This article is published in Huffington Post
I arrived in Guyana late Thursday night, and promotion for SASOD‘s 10th anniversary started early Friday morning with radio interviews at 94.1 Boom FM and 98.1 Hot FM with SASOD Co-Chair Joel Simpson and videographer, SASOD Trustee, Ulelli Verbeke.
Now I’ve done my share of interviews and I’m fairly good at not rambling or taking too many… um… pauses, and as a mental pep talk, I remind myself of this before every interview. But on this particular morning I got distracted from my private pre-interview ritual as Joel started sharing SASOD’s story.
It began in 2003 with about 10 university students responding to an injustice – in Guyana’s constitution, there is no legal protection for LGBT people. Over the past 10 years, this group set about creating change and now the Society Against Sexual Orientation Discrimination (SASOD) is awaiting judgement of a suit filed against the state for unconstitutional violations of 4 trans individuals. SASOD has also been reporting to the United Nations Human Rights Council with the goal of repealing all laws that criminalize same sex intimacy and cross dressing. On other fronts, SASOD has produced “Painting the Spectrum.” Now in its 9th year, it is the only LGBT film festival in the English speaking Caribbean, and if that wasn’t enough, this year marked their 4th annual International AIDS Candlelight Memorial held on the steps of St. George’s Cathedral, one of the tallest wooden buildings in the world.
As I listened, I felt a deep sense of pride for what this small organization has managed to accomplish in spite of all the insurmountable odds. This is the Caribbean we are talking about, where resources are limited and prejudice and ignorance can be plentiful. I know… I grew up in Guyana and I spent too many nights crying because of that prejudice and ignorance. I left as soon as I could, but there is a group of individuals who, for whatever reason, stayed, and I will always be in awe of this fearless band of LGBT warriors.

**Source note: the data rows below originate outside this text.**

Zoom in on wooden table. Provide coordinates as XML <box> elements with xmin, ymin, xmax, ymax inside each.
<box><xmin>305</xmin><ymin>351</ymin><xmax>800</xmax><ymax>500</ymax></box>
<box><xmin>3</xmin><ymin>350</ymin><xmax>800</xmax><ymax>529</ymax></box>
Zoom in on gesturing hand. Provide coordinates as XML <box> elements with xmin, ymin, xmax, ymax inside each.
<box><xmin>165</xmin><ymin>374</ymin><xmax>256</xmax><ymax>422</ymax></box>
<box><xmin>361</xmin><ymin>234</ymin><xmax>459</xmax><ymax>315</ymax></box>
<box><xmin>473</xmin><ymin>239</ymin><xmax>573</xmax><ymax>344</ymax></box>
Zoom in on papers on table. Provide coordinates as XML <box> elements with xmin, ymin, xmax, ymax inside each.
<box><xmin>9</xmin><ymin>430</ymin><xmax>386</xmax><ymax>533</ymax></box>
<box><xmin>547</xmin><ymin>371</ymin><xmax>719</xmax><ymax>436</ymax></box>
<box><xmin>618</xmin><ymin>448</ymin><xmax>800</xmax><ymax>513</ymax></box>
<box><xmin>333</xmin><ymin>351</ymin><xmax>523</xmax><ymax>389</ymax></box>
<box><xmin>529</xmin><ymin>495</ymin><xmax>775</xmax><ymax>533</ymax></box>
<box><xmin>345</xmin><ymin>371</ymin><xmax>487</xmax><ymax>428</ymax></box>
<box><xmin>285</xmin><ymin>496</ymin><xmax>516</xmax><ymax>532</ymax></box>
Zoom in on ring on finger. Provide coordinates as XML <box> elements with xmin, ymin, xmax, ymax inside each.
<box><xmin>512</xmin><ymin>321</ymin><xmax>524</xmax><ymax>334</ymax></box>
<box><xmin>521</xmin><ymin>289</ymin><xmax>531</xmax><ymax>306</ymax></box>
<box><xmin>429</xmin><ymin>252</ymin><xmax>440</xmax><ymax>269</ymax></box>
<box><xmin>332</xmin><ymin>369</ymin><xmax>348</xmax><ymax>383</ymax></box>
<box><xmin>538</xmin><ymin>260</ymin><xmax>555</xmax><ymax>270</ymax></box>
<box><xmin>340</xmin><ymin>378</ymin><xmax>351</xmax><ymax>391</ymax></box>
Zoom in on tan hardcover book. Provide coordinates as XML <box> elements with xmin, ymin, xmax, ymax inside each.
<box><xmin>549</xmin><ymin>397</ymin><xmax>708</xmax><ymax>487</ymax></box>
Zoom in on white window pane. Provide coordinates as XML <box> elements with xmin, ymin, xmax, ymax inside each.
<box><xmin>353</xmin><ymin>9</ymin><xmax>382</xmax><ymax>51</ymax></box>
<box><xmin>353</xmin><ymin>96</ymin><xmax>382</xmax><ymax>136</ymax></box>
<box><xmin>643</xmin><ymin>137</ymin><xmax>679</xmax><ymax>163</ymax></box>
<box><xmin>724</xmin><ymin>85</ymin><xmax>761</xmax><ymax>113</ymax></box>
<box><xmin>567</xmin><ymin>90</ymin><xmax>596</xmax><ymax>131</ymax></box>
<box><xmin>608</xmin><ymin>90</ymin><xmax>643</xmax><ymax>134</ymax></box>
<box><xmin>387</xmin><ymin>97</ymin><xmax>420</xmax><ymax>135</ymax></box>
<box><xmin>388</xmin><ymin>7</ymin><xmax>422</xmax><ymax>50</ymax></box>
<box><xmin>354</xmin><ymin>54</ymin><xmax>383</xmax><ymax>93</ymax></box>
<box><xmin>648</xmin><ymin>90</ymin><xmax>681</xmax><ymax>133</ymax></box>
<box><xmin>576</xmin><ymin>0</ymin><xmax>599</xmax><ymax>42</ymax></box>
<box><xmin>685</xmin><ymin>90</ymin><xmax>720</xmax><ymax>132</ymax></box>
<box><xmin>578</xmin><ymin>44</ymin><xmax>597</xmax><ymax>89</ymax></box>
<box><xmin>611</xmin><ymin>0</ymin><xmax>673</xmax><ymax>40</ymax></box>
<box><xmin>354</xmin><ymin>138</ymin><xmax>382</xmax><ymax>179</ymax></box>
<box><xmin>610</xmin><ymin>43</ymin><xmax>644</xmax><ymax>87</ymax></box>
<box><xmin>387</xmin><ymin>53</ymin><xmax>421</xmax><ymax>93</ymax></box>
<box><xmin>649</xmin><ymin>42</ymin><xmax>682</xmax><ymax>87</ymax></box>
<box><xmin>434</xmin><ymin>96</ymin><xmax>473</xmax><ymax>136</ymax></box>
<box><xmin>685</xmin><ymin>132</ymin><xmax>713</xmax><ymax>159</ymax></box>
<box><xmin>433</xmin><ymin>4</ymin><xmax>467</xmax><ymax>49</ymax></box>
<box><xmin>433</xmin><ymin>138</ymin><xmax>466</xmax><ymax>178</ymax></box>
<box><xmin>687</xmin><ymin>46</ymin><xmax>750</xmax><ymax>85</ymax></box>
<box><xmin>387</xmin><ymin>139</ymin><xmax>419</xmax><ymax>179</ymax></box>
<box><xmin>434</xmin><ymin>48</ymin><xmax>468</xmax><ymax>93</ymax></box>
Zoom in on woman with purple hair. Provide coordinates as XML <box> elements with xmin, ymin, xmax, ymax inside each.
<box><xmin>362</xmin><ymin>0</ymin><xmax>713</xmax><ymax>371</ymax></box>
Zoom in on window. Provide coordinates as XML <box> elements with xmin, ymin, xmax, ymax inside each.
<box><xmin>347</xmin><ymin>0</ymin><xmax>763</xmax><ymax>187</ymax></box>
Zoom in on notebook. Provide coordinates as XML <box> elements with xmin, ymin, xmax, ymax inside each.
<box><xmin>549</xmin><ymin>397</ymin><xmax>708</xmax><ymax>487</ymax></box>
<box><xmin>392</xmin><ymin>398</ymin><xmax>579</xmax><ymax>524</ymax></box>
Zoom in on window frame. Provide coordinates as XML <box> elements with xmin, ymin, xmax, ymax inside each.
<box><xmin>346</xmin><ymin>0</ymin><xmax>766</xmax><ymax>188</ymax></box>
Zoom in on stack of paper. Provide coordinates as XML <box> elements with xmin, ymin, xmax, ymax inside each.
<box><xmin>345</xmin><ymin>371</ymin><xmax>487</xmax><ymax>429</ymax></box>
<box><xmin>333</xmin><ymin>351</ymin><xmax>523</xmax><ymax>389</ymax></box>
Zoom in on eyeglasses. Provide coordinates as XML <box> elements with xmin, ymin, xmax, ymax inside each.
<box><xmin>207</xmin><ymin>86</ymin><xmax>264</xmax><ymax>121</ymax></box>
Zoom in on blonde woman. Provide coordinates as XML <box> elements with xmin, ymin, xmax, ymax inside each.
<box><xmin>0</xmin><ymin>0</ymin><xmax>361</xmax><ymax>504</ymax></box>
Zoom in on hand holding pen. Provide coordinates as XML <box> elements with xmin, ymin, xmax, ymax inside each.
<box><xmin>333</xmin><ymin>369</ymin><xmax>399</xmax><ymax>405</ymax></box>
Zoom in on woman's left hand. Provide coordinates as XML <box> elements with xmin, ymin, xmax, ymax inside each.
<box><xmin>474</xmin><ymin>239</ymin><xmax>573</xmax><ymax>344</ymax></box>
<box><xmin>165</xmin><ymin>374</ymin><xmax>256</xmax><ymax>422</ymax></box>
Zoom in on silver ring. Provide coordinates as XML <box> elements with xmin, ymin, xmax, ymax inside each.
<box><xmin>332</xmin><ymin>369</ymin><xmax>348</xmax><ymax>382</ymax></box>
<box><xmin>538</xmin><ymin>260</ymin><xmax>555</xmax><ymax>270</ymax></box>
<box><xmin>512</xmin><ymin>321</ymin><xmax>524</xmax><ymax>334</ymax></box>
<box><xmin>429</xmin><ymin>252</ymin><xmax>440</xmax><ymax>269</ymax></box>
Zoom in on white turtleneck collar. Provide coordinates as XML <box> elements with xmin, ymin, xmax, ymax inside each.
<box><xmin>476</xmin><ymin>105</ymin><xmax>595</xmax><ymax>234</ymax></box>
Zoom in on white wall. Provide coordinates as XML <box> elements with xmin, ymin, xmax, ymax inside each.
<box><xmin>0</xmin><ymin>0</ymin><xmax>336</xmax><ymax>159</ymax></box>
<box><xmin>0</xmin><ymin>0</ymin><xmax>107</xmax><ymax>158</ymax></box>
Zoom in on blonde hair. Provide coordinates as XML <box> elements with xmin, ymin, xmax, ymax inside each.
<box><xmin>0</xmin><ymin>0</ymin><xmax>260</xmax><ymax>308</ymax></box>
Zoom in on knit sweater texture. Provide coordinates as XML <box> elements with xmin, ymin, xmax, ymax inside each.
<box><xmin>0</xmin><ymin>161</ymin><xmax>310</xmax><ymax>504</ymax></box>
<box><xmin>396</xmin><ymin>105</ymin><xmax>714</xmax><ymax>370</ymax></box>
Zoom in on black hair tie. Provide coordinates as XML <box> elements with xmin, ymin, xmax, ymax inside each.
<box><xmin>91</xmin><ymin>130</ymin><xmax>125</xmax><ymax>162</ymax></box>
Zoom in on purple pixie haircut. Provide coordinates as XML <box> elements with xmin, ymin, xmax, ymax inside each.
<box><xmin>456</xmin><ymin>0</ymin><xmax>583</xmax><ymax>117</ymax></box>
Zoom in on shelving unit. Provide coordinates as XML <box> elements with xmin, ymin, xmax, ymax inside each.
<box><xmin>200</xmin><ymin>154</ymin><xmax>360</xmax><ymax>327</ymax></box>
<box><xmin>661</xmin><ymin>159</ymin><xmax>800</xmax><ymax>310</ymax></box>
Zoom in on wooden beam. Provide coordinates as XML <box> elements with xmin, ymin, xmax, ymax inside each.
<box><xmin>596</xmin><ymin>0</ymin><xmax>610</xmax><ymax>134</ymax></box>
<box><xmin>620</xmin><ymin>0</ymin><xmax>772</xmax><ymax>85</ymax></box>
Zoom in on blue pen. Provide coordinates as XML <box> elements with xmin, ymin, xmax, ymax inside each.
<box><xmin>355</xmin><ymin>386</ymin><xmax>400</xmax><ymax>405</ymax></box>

We headed back to the Sidewalk Café for a press conference and I was floating on my usual cloud of optimism when someone asked, quite innocently, my thoughts on the reaction my LGBT affirming songs would have on a Guyanese audience. Um… Now I truly believe music brings people together – I believe music’s purpose is to break down walls that divide us… but I have to admit, at that moment, some childhood fears managed to creep in. How would songs like “Bromance” and “Gay Warrior Song” go over?
I didn’t have long to wait, as it turned out, we had one more interview to do on Voice Of Guyana’s “For a Better World” 102.1FM. The host was a kind motherly woman. She played “What a Wonderful World” by Louis Armstrong and sprinkled her program with positive quotes. During the course of Joel’s interview, he shared that I dedicated the “Gay Warrior Song” to SASOD’s activism and right afterwards she turned to me and asked me to share one of my songs – I started singing…
I am a warrior… preparing for war
I am a warrior…. I step through this door
The enemy is ignorance
The enemy is hate
I am a warrior… I’m fighting for
I believe she was moved, I know I was – I remember singing somewhere in that radio station as a child the songs my parents taught me, now I was singing the songs I taught myself, surrounded by people who knew what I was singing about. Needless to say the concert that night was amazing. Big shootouts to the local acts: Natasha Yhap, Keimo Benjamin, Keep your Day Job, Lloyda Nicholas, Andrew Tyndall, Isaiah Luther, Maria Rosheuvel, Anthony Stayman and Francis Bailey for invoking music to work its magic.
After the concert, we cleared the chairs and danced together – straight, gay, lesbian, trans, bi, queer, questioning and I’m sure some groups we haven’t found names for yet. It is a night I will always remember.
On Sunday night Bishop Francis Alleyne, Head of the Roman Catholic Church in Guyana joined us for a panel discussion following the screening of this year’s feature film – “You Are Not Alone,” a documentary about depression in black gay men. During the discussion the Bishop reaffirmed his support for the repeal of Guyana’s discriminatory laws, but given the Church’s history on LGBT issues, it sounded like many empty words, until one trans woman made a comment. She was one of the 4 involved in the suit, and she publicly thanked the Bishop for his support during those difficult times.
Now any organization that can bring the Church and the trans community together, get radio hosts excited about LGBT rights, sue the government for discrimination, and throw a damn good party has my support. Congratulations SASOD… and all the best for the next 10 years!